Under Authentication/Phase 1, select the appropriate encryption and authentication settings.
Under Authentication/Phase 2, select the appropriate encryption and authentication settings.
Click “Next” and review your settings.
Click “Finish” to create the VPN tunnel.
4. Configure the Firewall Policies:
Navigate to “Policy & Objects” > “IPv4 Policy.”
Create a new policy for traffic from the VPN to the internal network.Set the source interface to the VPN interface.
Set the destination interface to the internal network.
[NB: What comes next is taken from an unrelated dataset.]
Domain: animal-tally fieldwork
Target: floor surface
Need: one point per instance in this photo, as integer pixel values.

Specify the appropriate source and destination addresses and services.
Allow the traffic.
5. Configure DNS Settings (optional):
If you want remote users to resolve internal hostnames, configure DNS settings for the VPN users. Navigate to “Network” > “DNS.”
Add internal DNS servers to the list and enable DNS settings for the VPN tunnel.
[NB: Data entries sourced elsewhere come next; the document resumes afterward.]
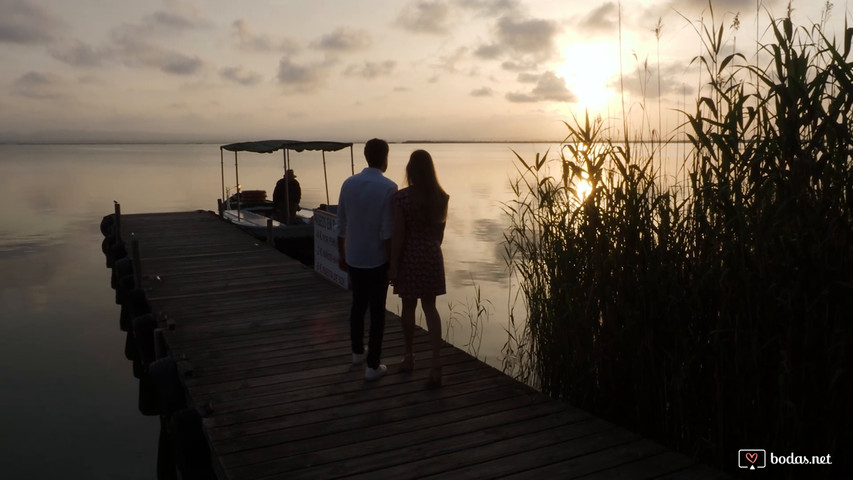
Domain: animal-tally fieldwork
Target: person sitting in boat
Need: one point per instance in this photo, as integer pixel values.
(286, 197)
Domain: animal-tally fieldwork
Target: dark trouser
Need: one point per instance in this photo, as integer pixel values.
(369, 289)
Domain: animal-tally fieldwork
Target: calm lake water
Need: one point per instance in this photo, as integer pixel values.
(69, 402)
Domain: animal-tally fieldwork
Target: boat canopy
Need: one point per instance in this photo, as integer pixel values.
(269, 146)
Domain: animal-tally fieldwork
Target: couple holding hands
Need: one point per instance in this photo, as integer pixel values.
(390, 236)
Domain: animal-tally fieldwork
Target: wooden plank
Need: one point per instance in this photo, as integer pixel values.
(264, 343)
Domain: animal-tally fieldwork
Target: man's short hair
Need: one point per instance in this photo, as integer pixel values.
(376, 152)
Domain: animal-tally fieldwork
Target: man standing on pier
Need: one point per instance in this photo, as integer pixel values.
(363, 226)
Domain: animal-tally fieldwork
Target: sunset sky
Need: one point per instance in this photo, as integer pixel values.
(223, 71)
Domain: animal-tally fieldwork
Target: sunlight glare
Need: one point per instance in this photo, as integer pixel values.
(588, 69)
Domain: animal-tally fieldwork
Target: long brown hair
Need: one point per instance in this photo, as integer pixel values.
(429, 199)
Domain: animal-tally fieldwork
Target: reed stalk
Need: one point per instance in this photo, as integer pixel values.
(718, 318)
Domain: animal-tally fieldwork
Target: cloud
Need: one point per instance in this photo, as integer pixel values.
(549, 87)
(344, 40)
(239, 76)
(79, 54)
(492, 8)
(523, 43)
(602, 19)
(528, 77)
(519, 66)
(371, 69)
(178, 16)
(531, 37)
(448, 62)
(482, 92)
(425, 16)
(517, 97)
(40, 86)
(489, 52)
(135, 51)
(248, 40)
(26, 22)
(180, 64)
(299, 77)
(642, 82)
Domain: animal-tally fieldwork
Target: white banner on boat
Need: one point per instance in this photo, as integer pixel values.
(326, 249)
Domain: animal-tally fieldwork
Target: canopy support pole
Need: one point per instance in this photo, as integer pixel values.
(222, 171)
(325, 177)
(237, 178)
(286, 154)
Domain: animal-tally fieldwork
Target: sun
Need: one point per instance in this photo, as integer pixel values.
(588, 69)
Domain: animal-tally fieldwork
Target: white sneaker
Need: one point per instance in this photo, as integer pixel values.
(371, 374)
(358, 358)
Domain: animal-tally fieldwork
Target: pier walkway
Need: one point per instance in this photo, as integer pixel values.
(264, 344)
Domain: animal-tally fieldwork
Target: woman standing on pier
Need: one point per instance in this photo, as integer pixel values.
(417, 265)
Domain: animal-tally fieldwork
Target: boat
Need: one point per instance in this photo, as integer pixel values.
(251, 211)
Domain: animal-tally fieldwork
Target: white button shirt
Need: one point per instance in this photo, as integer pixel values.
(364, 217)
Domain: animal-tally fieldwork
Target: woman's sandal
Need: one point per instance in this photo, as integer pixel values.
(434, 380)
(408, 363)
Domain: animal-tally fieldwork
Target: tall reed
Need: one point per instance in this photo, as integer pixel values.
(717, 319)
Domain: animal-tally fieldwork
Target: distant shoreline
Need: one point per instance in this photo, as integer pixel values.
(402, 142)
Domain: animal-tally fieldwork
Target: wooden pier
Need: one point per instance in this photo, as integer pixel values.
(263, 344)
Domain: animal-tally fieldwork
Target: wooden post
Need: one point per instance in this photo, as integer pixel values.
(117, 224)
(137, 268)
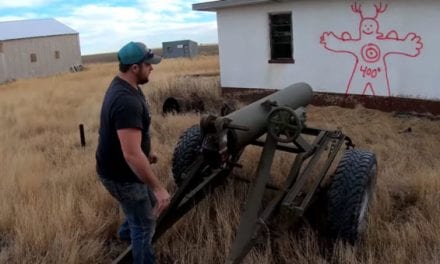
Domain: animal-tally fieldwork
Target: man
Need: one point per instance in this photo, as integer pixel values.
(124, 155)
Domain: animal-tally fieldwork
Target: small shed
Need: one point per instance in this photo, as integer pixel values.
(37, 47)
(181, 48)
6. Configure NAT (optional):
If your internal network uses NAT, configure NAT settings for the VPN users. Navigate to “Policy & Objects” > “NAT.”
Create a new NAT policy to translate VPN user traffic to the internal network.
7. Configure User Authentication:
Navigate to “System” > “Administrators” and create a user account for remote authentication.
Ensure the user has permissions to connect via VPN.
8. Configure VPN Client:
On the remote client side, configure the VPN client software (e.g., FortiClient) with the FortiGate’s public IP address and the Pre-shared Key you created earlier.
9. Test the Connection:
Connect the remote client to the FortiGate using the configured VPN settings.
Verify that the connection is established successfully.
These are the basic steps for configuring a FortiGate Remote Access IPSec VPN. Depending on your specific network requirements and security policies, you may need to make additional configurations or adjustments. Always refer to the FortiGate documentation for the most up-to-date and specific instructions for your device.